O deputado independente à Assembleia Nacional pelo Grupo Parlamentar da UNITA, David Mendes, anunciou ontem, na sua página do facebook, que não vai participar hoje na plenária solene do Parlamento em homenagem ao Presidente de Portugal, Marcelo Rebelo de Sousa. Contactado por este jornal sobre o assunto, justificou ser um sinal de protesto pelos incidentes que ocorreram em Portugal em que angolanos foram discriminados e maltratados de forma desumana por questões de racismo pela Polícia Segurança Pública(PSP) na Jamaica, no Seixal, distrito de Setúbal.

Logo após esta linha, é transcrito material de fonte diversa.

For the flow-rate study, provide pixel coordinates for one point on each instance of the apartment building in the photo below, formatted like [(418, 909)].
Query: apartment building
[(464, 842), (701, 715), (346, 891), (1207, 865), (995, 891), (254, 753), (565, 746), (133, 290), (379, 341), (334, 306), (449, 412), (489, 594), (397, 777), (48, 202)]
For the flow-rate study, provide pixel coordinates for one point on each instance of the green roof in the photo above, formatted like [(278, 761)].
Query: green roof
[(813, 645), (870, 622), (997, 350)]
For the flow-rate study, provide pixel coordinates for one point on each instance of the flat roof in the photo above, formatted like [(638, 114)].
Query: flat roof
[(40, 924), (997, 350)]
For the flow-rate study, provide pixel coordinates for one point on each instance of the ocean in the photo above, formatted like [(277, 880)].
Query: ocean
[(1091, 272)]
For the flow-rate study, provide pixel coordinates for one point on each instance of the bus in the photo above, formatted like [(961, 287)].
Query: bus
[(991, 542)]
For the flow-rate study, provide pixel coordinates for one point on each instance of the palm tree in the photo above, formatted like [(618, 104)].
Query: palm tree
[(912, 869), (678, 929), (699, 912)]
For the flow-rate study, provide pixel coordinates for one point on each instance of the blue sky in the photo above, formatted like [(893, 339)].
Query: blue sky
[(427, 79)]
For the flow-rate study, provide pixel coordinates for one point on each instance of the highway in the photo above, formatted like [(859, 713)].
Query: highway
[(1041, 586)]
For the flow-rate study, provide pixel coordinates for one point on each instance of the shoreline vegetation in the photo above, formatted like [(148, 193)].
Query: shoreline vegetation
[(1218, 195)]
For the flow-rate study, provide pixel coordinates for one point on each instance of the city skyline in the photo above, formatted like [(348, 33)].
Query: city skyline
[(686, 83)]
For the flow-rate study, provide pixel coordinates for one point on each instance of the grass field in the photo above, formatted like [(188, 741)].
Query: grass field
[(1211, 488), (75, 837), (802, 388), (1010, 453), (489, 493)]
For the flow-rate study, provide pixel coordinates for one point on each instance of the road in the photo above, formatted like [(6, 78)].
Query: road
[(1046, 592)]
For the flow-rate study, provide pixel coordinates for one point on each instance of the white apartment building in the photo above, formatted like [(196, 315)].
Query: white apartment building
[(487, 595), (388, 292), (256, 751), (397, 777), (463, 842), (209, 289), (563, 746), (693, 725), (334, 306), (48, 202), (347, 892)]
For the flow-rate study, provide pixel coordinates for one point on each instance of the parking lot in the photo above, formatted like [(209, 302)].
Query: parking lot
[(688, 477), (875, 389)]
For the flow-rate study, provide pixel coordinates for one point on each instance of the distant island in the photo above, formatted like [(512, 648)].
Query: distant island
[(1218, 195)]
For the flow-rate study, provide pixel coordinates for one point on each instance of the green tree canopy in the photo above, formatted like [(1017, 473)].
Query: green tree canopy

Apesar de a PSP alegar ter ido à Jamaica para apaziguar a desordem protagonizada por moradores, o deputado diz que o caso não está a ter o tratamento que devia. Outro motivo da sua ausência é, também, em protesto contra a atitude do Bloco de Esquerda (BE) por não se ter levantado quando o Presidente da República, João Lourenço, esteve na Assembleia da República, durante a sua visita a Portugal, em Novembro do ano passado. Para David Mendes, a atitude do Bloco de Esquerda demonstrou uma falta de respeito ao estadista angolano e ao povo que ele representa. “Como já tinha dito numa entrevista ao vosso jornal, não ouvi nenhum deputado do MPLA ou da Oposição a questionar essa falta de respeito ao nosso Chefe de Estado”, disse.

Apesar de não ser militante do MPLA, David Mendes defende que desde o momento em que João Lourenço assume a liderança do país é o Presidente de todos os angolanos. “E qualquer desrespeito ao nosso Chefe de Estado é um desrespeito aos angolanos”, justificou. Recordou que “Paulo Portas ofendeu os angolanos, mas quando veio a Angola foi recebido com pompa e circunstância”, desabafou. Um outro motivo do seu protesto é o facto de o Ministério da Saúde (MINSA) ter anunciado a contratação de novos médicos portugueses, em detrimento dos angolanos que foram reprovados nos testes de admissão.